URN: urn:nbn:de:bsz:180-madoc-654268
Document Type: Article
Year of publication: 2024
The title of a journal, publication series: Psychonomic Bulletin & Review
Volume: 31
Issue number: 3
Page range: 1078-1092
Place of publication: New York, NY
Publishing house: Springer
ISSN: 1069-9384 , 1531-5320
Publication language: English
Institution: School of Social Sciences > Allgemeine Psychologie (Bröder 2010-)

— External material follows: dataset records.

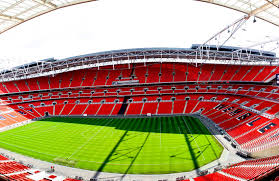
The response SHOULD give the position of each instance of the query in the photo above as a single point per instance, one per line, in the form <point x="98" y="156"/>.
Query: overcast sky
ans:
<point x="110" y="24"/>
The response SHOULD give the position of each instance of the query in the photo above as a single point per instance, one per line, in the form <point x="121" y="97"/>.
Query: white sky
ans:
<point x="120" y="24"/>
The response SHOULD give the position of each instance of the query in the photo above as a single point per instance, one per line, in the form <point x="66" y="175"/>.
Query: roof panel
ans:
<point x="15" y="12"/>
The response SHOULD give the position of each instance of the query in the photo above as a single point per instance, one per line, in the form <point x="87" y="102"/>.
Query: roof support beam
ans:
<point x="11" y="18"/>
<point x="264" y="7"/>
<point x="46" y="3"/>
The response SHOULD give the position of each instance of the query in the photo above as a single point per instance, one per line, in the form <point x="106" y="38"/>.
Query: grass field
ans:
<point x="132" y="145"/>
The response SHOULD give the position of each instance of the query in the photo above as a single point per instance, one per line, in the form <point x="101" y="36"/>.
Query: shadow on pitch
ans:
<point x="173" y="125"/>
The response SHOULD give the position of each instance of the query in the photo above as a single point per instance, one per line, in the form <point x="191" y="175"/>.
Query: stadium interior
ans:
<point x="143" y="111"/>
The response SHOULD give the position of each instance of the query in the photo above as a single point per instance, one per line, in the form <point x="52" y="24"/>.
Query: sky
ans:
<point x="110" y="25"/>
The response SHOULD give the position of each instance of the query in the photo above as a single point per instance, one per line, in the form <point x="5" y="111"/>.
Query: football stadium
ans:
<point x="206" y="112"/>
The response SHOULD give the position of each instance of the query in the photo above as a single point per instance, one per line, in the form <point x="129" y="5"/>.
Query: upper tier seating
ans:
<point x="150" y="73"/>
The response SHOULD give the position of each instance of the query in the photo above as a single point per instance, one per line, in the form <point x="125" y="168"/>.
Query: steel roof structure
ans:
<point x="267" y="10"/>
<point x="15" y="12"/>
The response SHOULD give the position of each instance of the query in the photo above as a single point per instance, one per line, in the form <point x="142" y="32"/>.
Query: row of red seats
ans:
<point x="246" y="170"/>
<point x="151" y="73"/>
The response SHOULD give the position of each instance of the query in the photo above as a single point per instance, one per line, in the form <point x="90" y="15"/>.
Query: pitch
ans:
<point x="156" y="145"/>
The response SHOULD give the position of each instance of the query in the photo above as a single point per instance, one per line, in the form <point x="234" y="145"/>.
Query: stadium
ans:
<point x="206" y="112"/>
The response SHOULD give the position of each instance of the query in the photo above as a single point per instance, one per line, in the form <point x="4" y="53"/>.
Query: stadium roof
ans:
<point x="15" y="12"/>
<point x="267" y="10"/>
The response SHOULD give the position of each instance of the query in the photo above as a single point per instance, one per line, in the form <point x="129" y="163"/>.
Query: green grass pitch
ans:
<point x="155" y="145"/>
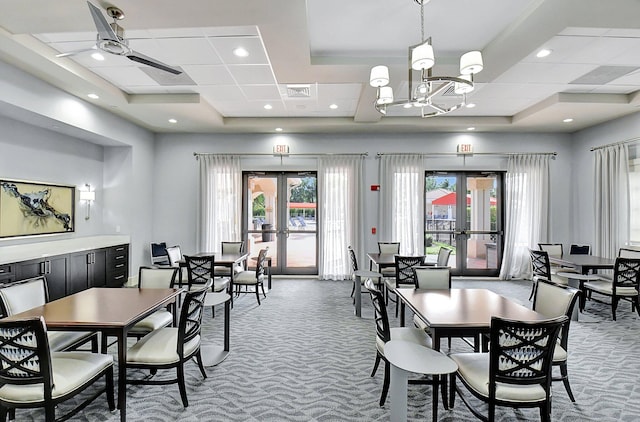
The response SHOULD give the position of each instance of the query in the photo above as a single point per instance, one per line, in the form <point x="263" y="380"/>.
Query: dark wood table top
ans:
<point x="99" y="308"/>
<point x="462" y="308"/>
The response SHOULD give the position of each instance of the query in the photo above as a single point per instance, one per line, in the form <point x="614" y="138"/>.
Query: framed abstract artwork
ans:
<point x="33" y="208"/>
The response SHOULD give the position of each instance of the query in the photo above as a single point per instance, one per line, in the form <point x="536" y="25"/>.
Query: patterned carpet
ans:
<point x="303" y="356"/>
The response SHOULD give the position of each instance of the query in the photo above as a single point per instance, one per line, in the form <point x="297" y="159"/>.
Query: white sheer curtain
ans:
<point x="402" y="202"/>
<point x="527" y="211"/>
<point x="220" y="207"/>
<point x="340" y="199"/>
<point x="611" y="169"/>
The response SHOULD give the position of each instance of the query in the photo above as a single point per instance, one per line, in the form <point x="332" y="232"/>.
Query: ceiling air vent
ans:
<point x="299" y="91"/>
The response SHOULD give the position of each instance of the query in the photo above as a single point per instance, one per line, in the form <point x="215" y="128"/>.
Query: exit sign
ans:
<point x="281" y="149"/>
<point x="465" y="149"/>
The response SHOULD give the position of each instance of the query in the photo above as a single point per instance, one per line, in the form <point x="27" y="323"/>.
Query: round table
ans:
<point x="406" y="357"/>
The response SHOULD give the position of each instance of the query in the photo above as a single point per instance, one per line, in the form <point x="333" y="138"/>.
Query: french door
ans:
<point x="464" y="212"/>
<point x="279" y="212"/>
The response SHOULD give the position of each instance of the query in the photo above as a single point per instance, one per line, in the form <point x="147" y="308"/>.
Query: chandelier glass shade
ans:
<point x="433" y="95"/>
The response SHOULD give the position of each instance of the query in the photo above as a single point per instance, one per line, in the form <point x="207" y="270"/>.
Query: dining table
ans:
<point x="461" y="312"/>
<point x="111" y="311"/>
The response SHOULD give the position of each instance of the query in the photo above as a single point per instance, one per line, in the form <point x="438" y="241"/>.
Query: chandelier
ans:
<point x="433" y="95"/>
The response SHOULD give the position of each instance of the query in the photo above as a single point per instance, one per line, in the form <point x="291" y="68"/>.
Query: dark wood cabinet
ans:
<point x="54" y="268"/>
<point x="117" y="265"/>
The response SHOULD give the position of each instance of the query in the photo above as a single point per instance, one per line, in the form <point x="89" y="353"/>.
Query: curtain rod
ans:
<point x="502" y="154"/>
<point x="628" y="141"/>
<point x="265" y="154"/>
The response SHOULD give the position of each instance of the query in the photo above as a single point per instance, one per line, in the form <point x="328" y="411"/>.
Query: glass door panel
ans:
<point x="469" y="224"/>
<point x="280" y="213"/>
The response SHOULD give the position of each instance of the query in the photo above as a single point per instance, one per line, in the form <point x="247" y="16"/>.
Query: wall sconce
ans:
<point x="88" y="196"/>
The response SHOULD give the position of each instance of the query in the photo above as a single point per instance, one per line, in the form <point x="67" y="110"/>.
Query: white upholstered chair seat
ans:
<point x="606" y="287"/>
<point x="61" y="340"/>
<point x="70" y="370"/>
<point x="156" y="320"/>
<point x="474" y="369"/>
<point x="413" y="335"/>
<point x="160" y="347"/>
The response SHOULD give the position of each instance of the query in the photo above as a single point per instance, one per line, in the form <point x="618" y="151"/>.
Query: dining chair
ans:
<point x="624" y="286"/>
<point x="32" y="292"/>
<point x="362" y="274"/>
<point x="32" y="375"/>
<point x="404" y="275"/>
<point x="155" y="278"/>
<point x="253" y="278"/>
<point x="230" y="248"/>
<point x="516" y="372"/>
<point x="553" y="301"/>
<point x="385" y="333"/>
<point x="199" y="273"/>
<point x="171" y="347"/>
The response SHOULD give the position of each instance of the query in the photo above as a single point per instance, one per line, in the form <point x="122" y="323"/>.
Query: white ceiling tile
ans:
<point x="252" y="74"/>
<point x="261" y="92"/>
<point x="209" y="74"/>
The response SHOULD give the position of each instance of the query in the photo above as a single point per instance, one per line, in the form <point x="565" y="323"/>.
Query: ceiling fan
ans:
<point x="110" y="39"/>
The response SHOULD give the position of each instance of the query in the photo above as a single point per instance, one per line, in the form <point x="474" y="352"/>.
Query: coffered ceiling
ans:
<point x="309" y="61"/>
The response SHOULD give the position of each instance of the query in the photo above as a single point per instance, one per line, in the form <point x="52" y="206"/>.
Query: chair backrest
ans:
<point x="540" y="264"/>
<point x="443" y="257"/>
<point x="233" y="247"/>
<point x="626" y="273"/>
<point x="553" y="300"/>
<point x="628" y="253"/>
<point x="432" y="277"/>
<point x="521" y="352"/>
<point x="580" y="249"/>
<point x="261" y="262"/>
<point x="353" y="258"/>
<point x="389" y="247"/>
<point x="24" y="353"/>
<point x="159" y="253"/>
<point x="157" y="278"/>
<point x="199" y="269"/>
<point x="175" y="254"/>
<point x="23" y="295"/>
<point x="404" y="268"/>
<point x="383" y="331"/>
<point x="553" y="249"/>
<point x="190" y="323"/>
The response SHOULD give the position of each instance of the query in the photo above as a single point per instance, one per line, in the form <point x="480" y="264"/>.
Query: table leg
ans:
<point x="398" y="392"/>
<point x="358" y="296"/>
<point x="122" y="373"/>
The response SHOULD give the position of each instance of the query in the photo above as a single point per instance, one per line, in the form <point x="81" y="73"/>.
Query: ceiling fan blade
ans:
<point x="74" y="52"/>
<point x="141" y="58"/>
<point x="105" y="32"/>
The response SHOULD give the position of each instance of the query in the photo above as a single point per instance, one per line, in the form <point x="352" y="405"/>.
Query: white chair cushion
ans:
<point x="413" y="335"/>
<point x="474" y="369"/>
<point x="246" y="277"/>
<point x="70" y="370"/>
<point x="160" y="347"/>
<point x="156" y="320"/>
<point x="606" y="287"/>
<point x="60" y="340"/>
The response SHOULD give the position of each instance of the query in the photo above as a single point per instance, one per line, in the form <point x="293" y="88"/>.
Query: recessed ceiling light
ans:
<point x="240" y="52"/>
<point x="543" y="53"/>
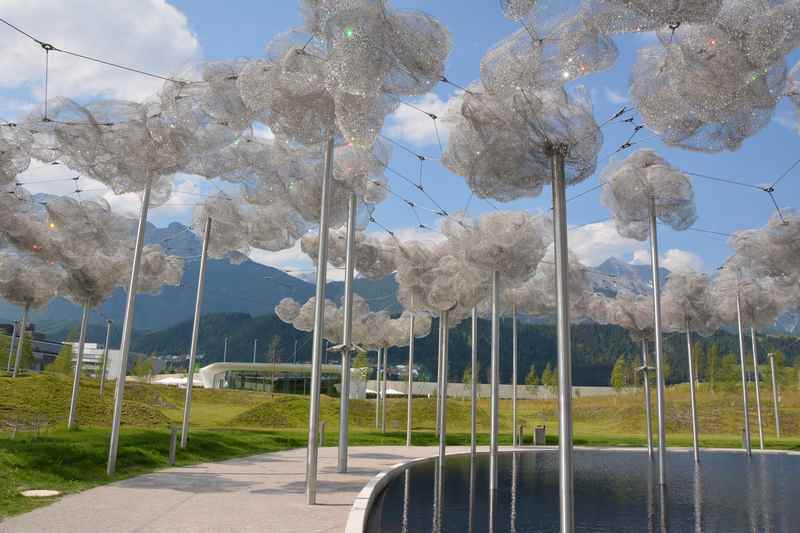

Pre-existing license: Creative Commons Attribution 4.0 International (CC BY 4.0)
Subject: 150 Psychology
Keywords (English): numerical judgments , cognitive modeling , multidimensional scaling , natural stimuli
Abstract: Research on processes of multiple-cue judgments usually uses artificial stimuli with predefined cue structures, such as artificial bugs with four binary features like back color, belly color, gland size, and spot shape. One reason for using artifical stimuli is that the cognitive models used in this area need known cues and cue values. This limitation makes it difficult to apply the models to research questions with complex naturalistic stimuli with unknown cue structure. In two studies, building on early categorization research, we demonstrate how cues and cue values of complex naturalistic stimuli can be extracted from pairwise similarity ratings with a multidimensional scaling analysis. These extracted cues can then be used in a state-of-the-art hierarchical Bayesian model of numerical judgments. In the first study, we show that predefined cue structures of artificial stimuli are well recovered by an MDS analysis of similarity judgments and that using these MDS-based attributes as cues in a cognitive model of judgment data from an existing experiment leads to the same inferences as when the original cue values were used. In the second study, we use the same procedure to replicate previous findings from multiple-cue judgment literature using complex naturalistic stimuli.